最近、今更ながら皇居散歩にハマっています。

『信長の野望』に育てられた歴史小僧にとって、戦国時代の名将や彼等が残した史跡は大好物です。


もちろん、城はその一つですが、今まであまり『城』としての認識が甘かったのが「我が国最大にして世界最大級の大城郭」江戸城です。


(皇居外苑日比谷濠より、皇居東御苑、大手町を望む)


明治に明治天皇が入城され、それ以降は天皇陛下の御住まいとなっている皇居ですが、現在、私たちが皇居江戸城としてハッキリと認識できる範囲は、皇居東御苑(旧本丸,二ノ丸,三ノ丸)、皇居宮殿(旧西ノ丸)、皇居外苑(旧西ノ丸下)、皇居御所(吹上)、北の丸公園(旧北の丸)、の周囲7.85km、実に425haの部分です。

425ha!❗️


ちょっと想像しにくいですが、これは東京ディズニーリゾート主要部(ディズニーランド、ディズニーシー、専用駐車場、オフィシャルホテル)とほぼ同じ面積です!



(北桔橋御門から一橋大学を望む)


これだけでも十分すぎるほど巨大な城郭ですが、この範囲は江戸城の内郭にすぎません。

この領域の外側を、さらに総延長約16kmに及ぶ外堀が巡っており、これが江戸城の外郭を成し『江戸城総構え』を形成しているのです。
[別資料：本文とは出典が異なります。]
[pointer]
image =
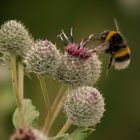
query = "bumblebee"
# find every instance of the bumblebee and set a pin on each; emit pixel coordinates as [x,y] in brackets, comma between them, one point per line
[114,44]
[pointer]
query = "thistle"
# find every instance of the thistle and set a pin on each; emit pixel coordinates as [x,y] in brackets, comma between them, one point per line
[84,106]
[42,58]
[78,65]
[14,38]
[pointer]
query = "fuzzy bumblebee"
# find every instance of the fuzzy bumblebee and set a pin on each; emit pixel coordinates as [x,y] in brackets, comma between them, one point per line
[114,44]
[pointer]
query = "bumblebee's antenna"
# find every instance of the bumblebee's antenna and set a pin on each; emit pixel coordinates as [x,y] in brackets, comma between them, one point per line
[116,25]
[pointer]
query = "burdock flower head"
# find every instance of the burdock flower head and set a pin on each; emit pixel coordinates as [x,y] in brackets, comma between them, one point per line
[84,106]
[42,58]
[28,134]
[78,65]
[14,38]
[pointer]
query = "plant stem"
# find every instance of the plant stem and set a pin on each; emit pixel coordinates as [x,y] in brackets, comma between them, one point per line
[44,92]
[56,108]
[21,89]
[17,88]
[65,127]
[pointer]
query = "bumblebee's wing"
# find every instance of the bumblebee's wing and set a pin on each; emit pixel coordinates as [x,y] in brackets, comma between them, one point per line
[102,47]
[111,61]
[116,25]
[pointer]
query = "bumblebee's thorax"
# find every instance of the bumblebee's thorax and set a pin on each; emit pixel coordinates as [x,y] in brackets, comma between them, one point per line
[115,42]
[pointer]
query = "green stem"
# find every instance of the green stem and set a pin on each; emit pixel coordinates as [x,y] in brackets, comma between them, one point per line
[55,110]
[18,96]
[21,89]
[65,127]
[44,92]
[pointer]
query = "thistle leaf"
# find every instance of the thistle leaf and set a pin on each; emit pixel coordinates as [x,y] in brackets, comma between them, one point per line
[31,115]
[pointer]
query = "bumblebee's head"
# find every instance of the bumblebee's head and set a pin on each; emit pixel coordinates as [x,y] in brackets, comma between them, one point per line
[103,36]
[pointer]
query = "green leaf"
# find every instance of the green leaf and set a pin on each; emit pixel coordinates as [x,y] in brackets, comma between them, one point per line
[31,115]
[78,134]
[61,137]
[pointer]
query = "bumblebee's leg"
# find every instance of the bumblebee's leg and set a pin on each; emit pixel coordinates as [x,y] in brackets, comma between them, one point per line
[71,35]
[111,60]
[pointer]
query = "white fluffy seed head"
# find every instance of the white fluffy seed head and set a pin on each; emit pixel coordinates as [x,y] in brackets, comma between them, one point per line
[84,106]
[28,134]
[73,71]
[78,72]
[42,58]
[14,38]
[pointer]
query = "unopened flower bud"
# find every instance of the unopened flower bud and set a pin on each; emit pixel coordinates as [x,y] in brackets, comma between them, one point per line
[79,66]
[28,134]
[74,71]
[14,38]
[84,106]
[43,58]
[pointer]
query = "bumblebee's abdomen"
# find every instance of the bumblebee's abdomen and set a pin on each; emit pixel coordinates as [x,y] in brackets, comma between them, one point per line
[122,55]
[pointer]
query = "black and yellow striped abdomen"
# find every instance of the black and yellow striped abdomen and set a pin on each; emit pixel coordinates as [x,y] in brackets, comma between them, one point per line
[122,55]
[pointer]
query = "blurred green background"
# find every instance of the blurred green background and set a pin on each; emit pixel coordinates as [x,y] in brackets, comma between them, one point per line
[121,89]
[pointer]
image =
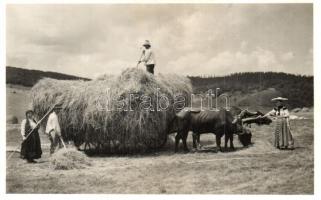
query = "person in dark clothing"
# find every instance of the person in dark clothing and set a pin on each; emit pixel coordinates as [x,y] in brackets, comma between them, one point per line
[31,146]
[148,57]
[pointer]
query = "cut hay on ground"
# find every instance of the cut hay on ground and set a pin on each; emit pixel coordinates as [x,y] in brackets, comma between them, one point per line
[111,112]
[69,159]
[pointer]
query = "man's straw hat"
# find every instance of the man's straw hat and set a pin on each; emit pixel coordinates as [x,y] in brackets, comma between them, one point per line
[279,99]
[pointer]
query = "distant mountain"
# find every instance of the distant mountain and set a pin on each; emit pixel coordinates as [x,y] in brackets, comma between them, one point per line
[244,89]
[257,88]
[28,77]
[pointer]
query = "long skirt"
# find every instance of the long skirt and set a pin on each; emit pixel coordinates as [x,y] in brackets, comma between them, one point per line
[283,138]
[31,147]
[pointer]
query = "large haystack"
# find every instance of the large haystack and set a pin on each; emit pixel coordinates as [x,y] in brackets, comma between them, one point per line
[124,113]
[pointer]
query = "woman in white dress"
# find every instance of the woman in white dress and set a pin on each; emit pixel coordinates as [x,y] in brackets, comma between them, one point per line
[283,138]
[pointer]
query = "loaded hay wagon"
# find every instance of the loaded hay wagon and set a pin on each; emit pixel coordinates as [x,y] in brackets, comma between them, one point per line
[127,113]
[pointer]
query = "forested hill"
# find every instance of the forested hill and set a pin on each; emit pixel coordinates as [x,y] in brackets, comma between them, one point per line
[27,77]
[258,87]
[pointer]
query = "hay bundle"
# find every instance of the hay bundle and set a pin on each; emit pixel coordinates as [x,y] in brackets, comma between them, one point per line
[119,114]
[69,159]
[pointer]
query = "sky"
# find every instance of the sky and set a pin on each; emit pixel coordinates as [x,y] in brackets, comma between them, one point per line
[189,39]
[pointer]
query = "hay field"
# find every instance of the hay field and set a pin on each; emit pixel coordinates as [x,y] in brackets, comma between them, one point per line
[259,169]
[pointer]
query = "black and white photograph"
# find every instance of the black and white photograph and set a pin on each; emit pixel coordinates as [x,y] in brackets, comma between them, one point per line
[159,98]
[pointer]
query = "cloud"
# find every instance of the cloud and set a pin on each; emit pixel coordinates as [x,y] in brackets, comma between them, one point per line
[187,39]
その面積たるや、

なな、なんと、2082ha❗️

もうデカすぎて訳がわかりません!


この外郭部分を構成する外堀の各所には『見附』が配されています。赤坂見附なんて有名ですよね。ちなみに東京駅は総構えの中、つまり江戸城の中に位置しているので『丸の内』なんて言うんですね。



(本丸天守台から大奥、中奥、表、各跡地を望む)


外堀には18の見附や御門、内堀にも18の御門があり、これを『江戸三十六見附』と呼びます。各見附や御門は、石垣と櫓に囲まれた方形陣地に大小二つの門を直角に配した『枡形』といわれる防御構造になっており、今でも壮観な佇まいを見る事ができます。


また、『天下普請』という全国の大名家が各所を分担施工する普請方法がとられており、例えば「大手門は伊達政宗」、「富士見櫓は加藤清正」といった具合に、大名家ごとの建築と仕上げの違いを楽しむことができます。


(本丸天守台は前田家が建築。贅を尽くした美しい"切込接"の石垣で、石はなんと瀬戸内産)


江戸城はこの広さと贅を尽くした壮観な造り込みだけでも見応え十分ですが、驚きは家康公が入る以前、江戸は現在とは全く違った地形であったことです。当時の江戸城は現在の本丸周辺部分しかなかったと推定され、二の丸、三の丸、西の丸下は『日比谷入江』という海でした。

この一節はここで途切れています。